# GDP vs Life Expectancy Gapminder Data

This is a rendering of the [Gapminder](http://www.gapminder.org/) data on GDP and life expectancy, using a visualisation similar to that of Gapminder, but implemented in Python. In particular, it uses [pandas](http://pandas.pydata.org/) and [bokeh](http://bokeh.pydata.org/en/latest/). It shows how compelling, interactive visualisations can be created now with a few lines of code using open-source tools.

If you just want to see the result, scroll down to the bottom. 

If you want to see how it's done, read on. We start by importing the stuff that we'll need.

In [1]:
import pandas as pd
import numpy as np
import re

import bokeh.plotting as bk

from bokeh.palettes import Spectral6
from bokeh.plotting import ColumnDataSource

from bokeh.models import (HoverTool, 
                          BoxZoomTool,
                          ResetTool,
                          PanTool,
                          WheelZoomTool,
                          Slider,
                          CustomJS,
                          Range1d,
                          Circle,
                          Text,
                          NumeralTickFormatter)

from bokeh.io import vform

Next, we'll read the data. The data has been download from Gapminder, converted to CSV, and placed into the `data/gapminder` directory. You can find all the Gapminder data at http://www.gapminder.org/data/. We started with the GDP data, in Purchasing Power Parity (PPP) terms. This is the "Income per person (GDP/capita, PPP$ inflation-adjusted)" indicator.
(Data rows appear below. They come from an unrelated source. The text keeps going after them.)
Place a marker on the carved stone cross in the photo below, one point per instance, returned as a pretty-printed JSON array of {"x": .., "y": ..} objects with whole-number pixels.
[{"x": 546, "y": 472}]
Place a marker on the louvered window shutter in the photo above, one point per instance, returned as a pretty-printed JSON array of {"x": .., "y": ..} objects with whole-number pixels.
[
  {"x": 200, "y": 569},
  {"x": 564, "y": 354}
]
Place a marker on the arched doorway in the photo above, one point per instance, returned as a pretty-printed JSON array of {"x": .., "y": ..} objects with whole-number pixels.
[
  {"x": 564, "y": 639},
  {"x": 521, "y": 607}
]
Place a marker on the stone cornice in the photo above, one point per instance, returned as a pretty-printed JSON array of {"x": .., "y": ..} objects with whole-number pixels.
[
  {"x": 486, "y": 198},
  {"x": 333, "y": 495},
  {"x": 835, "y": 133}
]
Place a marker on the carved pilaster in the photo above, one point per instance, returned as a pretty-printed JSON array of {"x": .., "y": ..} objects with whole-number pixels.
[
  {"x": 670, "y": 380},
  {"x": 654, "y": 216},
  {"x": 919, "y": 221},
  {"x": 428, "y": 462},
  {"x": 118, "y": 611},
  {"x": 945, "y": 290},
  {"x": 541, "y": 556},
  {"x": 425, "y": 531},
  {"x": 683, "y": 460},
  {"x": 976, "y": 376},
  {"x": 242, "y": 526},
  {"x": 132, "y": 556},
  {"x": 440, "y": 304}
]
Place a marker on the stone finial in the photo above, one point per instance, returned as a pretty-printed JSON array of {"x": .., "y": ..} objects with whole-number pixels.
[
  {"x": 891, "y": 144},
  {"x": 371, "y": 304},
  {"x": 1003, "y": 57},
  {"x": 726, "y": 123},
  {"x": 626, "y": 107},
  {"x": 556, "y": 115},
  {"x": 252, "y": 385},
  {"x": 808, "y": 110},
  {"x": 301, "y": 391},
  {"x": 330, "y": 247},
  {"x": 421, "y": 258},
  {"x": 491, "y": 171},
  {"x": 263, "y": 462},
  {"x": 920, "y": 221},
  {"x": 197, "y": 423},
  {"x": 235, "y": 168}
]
When we read the data, we do the following:

* We rename the `GDO per capita` column to `Entity`, as it really refers to the entity whose GDP is measured.
* We find the minimum and the maximum of the GDP values, across countries. We'll need that later to adjust the limits of our plot.

In [2]:
gdp_df = pd.read_csv('data/gapminder/'
                     'indicator_gapminder_gdp_per_capita_ppp.csv',
                     thousands=',')

gdp_df.rename(columns={'GDP per capita': 'Entity'}, 
              inplace=True)

min_gdp = gdp_df.iloc[:,1:].min().min()
max_gdp = gdp_df.iloc[:,1:].max().max()

We want to be able to group the countries based on the geographical regions. The geographical regions are from http://spreadsheets.google.com/pub?key=phT4mwjvEuGBtdf1ZeO7_PQ&gid=1. Once we read the regions, we merge them with the GDP data, using the `Entity` column.

In [3]:
geographical_regions_df = pd.read_csv('data/gapminder/'
                                      'geographical_regions.csv')
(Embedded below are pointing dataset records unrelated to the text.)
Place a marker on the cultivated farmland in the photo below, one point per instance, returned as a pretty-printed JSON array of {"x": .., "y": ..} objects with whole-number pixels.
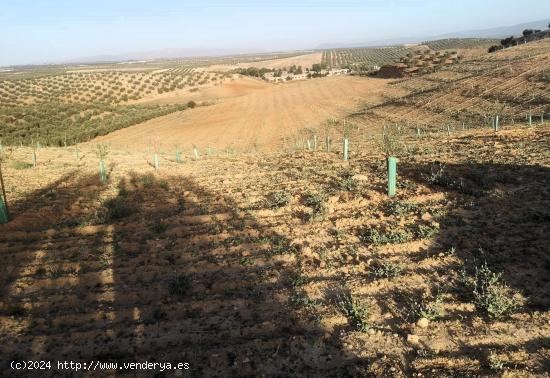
[{"x": 258, "y": 234}]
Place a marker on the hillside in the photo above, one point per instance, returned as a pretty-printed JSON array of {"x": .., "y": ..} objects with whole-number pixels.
[
  {"x": 293, "y": 263},
  {"x": 234, "y": 237},
  {"x": 512, "y": 83},
  {"x": 265, "y": 118}
]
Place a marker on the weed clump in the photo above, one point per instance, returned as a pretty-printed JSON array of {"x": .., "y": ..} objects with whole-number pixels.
[
  {"x": 401, "y": 208},
  {"x": 17, "y": 164},
  {"x": 431, "y": 309},
  {"x": 373, "y": 236},
  {"x": 279, "y": 199},
  {"x": 179, "y": 284},
  {"x": 490, "y": 295},
  {"x": 347, "y": 181},
  {"x": 318, "y": 205},
  {"x": 355, "y": 310},
  {"x": 117, "y": 208},
  {"x": 386, "y": 269}
]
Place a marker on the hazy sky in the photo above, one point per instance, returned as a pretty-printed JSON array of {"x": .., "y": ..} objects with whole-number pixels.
[{"x": 56, "y": 30}]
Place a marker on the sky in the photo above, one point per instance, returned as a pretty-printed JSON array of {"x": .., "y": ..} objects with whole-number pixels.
[{"x": 50, "y": 31}]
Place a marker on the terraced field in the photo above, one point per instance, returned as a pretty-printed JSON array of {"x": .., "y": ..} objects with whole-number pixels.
[
  {"x": 460, "y": 43},
  {"x": 370, "y": 57},
  {"x": 258, "y": 116},
  {"x": 365, "y": 56},
  {"x": 512, "y": 84},
  {"x": 288, "y": 263}
]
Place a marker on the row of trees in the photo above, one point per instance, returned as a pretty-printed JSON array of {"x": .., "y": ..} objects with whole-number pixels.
[{"x": 507, "y": 42}]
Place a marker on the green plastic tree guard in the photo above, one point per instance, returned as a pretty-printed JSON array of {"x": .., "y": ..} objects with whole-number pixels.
[
  {"x": 102, "y": 172},
  {"x": 392, "y": 175},
  {"x": 4, "y": 218},
  {"x": 156, "y": 161},
  {"x": 346, "y": 149}
]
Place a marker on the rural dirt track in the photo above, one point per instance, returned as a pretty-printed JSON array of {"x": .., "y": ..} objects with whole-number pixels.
[{"x": 257, "y": 115}]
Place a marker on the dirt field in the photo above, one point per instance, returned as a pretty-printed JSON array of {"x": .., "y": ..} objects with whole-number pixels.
[
  {"x": 196, "y": 262},
  {"x": 306, "y": 61},
  {"x": 259, "y": 115},
  {"x": 255, "y": 260}
]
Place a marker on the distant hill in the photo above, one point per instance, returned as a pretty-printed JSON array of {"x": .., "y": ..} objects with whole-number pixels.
[
  {"x": 499, "y": 32},
  {"x": 174, "y": 53}
]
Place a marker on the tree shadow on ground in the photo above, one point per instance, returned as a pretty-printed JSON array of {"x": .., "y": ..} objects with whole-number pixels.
[{"x": 165, "y": 271}]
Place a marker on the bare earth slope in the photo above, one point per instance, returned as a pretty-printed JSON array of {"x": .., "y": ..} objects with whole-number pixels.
[
  {"x": 512, "y": 83},
  {"x": 194, "y": 262},
  {"x": 261, "y": 117}
]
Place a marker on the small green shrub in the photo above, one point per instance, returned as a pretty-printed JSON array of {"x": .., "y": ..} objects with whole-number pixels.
[
  {"x": 179, "y": 284},
  {"x": 118, "y": 208},
  {"x": 347, "y": 182},
  {"x": 401, "y": 208},
  {"x": 427, "y": 308},
  {"x": 373, "y": 236},
  {"x": 356, "y": 311},
  {"x": 17, "y": 164},
  {"x": 318, "y": 205},
  {"x": 490, "y": 294},
  {"x": 159, "y": 227},
  {"x": 279, "y": 199},
  {"x": 426, "y": 231}
]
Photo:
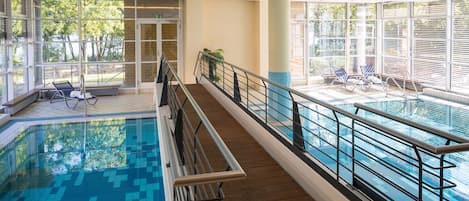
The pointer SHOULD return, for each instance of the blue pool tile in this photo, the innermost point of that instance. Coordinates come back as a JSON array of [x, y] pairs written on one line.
[[117, 164]]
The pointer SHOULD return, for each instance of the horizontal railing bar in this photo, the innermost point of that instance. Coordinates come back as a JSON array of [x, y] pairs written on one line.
[[413, 124], [208, 178]]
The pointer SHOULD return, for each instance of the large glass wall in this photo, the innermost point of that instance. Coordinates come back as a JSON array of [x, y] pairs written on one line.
[[327, 34], [426, 41], [395, 52], [460, 46], [43, 41]]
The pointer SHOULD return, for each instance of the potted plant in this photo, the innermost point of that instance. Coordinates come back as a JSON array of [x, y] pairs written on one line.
[[212, 63]]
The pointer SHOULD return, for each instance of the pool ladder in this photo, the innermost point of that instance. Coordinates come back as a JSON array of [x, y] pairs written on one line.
[[402, 88]]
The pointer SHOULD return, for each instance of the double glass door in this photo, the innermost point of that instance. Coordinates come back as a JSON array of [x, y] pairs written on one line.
[[155, 37]]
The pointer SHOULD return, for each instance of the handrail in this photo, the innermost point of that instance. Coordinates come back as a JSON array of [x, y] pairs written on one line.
[[421, 144], [413, 124], [235, 171], [230, 159]]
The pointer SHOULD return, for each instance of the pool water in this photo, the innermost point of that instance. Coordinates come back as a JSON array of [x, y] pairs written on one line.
[[321, 142], [112, 159], [444, 117]]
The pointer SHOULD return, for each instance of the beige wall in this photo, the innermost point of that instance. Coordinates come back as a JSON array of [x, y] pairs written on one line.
[[232, 25]]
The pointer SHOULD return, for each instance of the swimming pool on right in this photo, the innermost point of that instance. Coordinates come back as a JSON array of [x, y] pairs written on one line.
[[444, 117]]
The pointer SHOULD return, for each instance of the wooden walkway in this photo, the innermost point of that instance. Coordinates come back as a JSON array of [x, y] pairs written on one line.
[[266, 180]]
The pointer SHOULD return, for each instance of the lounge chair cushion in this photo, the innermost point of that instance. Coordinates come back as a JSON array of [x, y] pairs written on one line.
[[375, 79], [77, 94]]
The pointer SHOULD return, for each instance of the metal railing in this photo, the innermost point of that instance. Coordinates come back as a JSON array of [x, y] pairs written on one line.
[[201, 161], [358, 155]]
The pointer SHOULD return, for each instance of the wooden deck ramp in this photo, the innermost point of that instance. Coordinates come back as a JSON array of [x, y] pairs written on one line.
[[266, 180]]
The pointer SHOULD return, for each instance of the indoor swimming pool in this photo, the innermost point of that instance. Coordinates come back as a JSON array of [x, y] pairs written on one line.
[[107, 159], [445, 116], [385, 156]]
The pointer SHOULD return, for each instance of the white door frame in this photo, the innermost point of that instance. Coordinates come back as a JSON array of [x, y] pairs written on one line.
[[138, 41]]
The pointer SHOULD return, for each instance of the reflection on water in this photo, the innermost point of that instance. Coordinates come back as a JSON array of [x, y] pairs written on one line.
[[443, 117], [43, 158]]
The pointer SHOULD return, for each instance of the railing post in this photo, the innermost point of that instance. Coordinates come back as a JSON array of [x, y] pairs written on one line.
[[265, 99], [420, 178], [236, 92], [353, 147], [442, 173], [211, 67], [160, 71], [337, 146], [164, 93], [223, 76], [247, 89], [298, 138], [179, 135]]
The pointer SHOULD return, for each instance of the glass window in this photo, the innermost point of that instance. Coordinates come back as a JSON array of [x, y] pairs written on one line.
[[395, 39], [107, 9], [297, 29], [460, 47], [2, 6], [362, 36], [327, 43], [59, 10], [18, 7], [429, 43]]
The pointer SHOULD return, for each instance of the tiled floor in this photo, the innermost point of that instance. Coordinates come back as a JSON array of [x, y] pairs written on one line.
[[106, 104]]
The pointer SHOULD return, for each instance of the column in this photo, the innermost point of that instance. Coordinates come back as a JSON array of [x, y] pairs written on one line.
[[279, 59], [361, 36]]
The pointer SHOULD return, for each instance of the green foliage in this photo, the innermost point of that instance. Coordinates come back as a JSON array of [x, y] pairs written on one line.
[[218, 53], [101, 24]]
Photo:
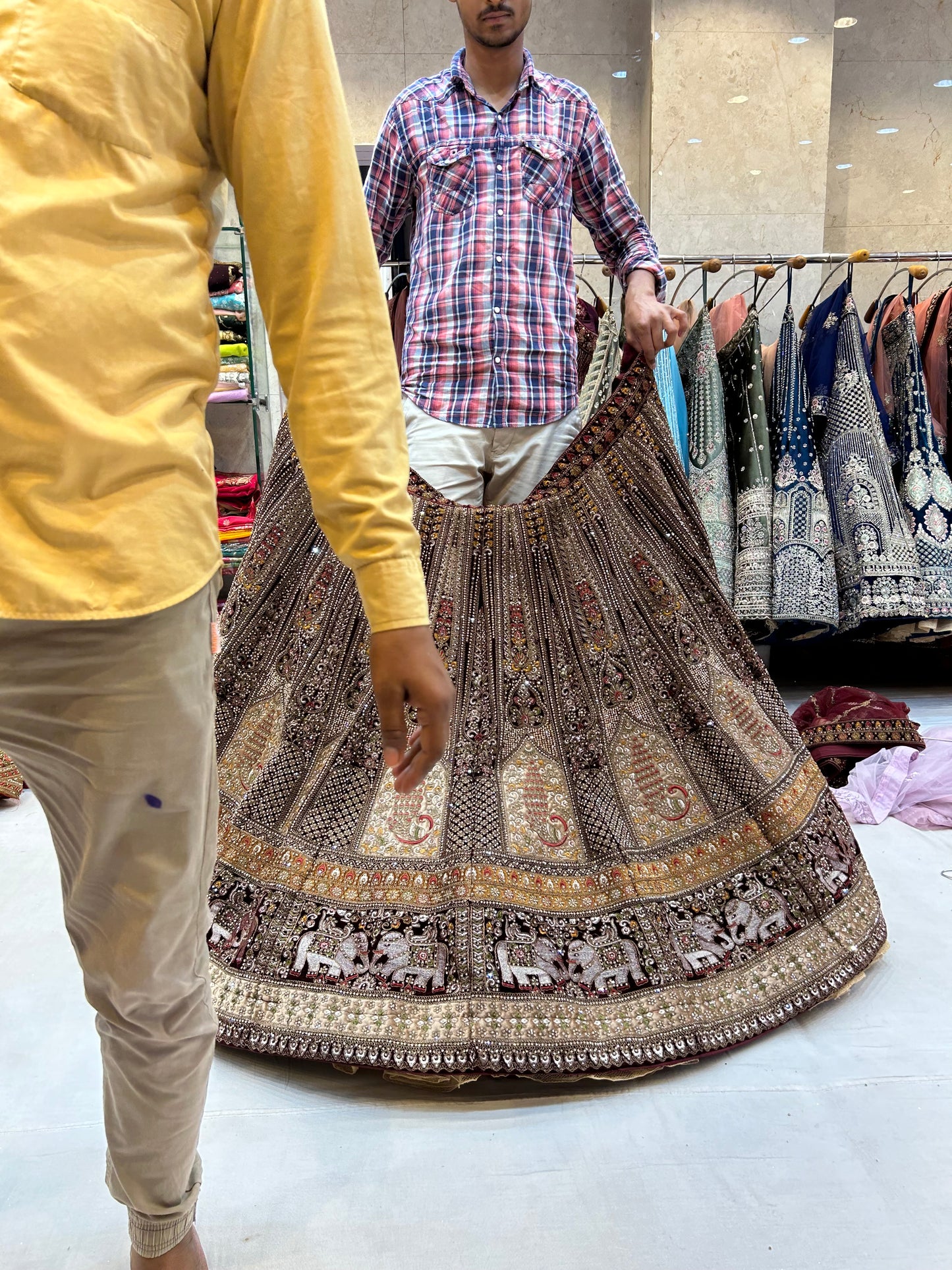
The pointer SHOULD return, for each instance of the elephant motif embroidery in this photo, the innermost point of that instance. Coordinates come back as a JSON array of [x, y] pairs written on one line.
[[235, 919], [331, 949], [757, 913], [754, 916], [605, 962], [415, 959], [530, 960]]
all_df = pd.merge(gdp_df, 
                  geographical_regions_df[['Entity', 'Group']], 
                  on='Entity')

Next we get the life expectancy data. This is the "Life expectancy (years)" indicator. We do a renaming as we did with the GDP data, and again we find the minimum and maximum life expectancy values that we'll use to adjust the limits of our plot.

In [4]:
lex_df = pd.read_csv('data/gapminder/'
                     'indicator_gapminder_life_expectancy_at_birth.csv')

lex_df.rename(columns={'Life expectancy with projections. Yellow is IHME': 
                       'Entity'}, 
              inplace=True)

min_lex = lex_df.iloc[:,1:].min().min()
max_lex = lex_df.iloc[:,1:].max().max()

We merge the life expectancy data with our `all_df` dataframe. This will grow to contain *all* our data. Note that both the GDP dataframe and the life expectancy dataframe contain columns with the values of their metric per year, from 1800 onwards. To resolve the overlap, pandas adds a `_x` suffix by default to the second dataframe. It's better to add a suffix ourselves, to make things clearer.

In [5]:
all_df = pd.merge(all_df, 
                  lex_df, 
                  on='Entity',
                  suffixes=("_gdp", "_lex"))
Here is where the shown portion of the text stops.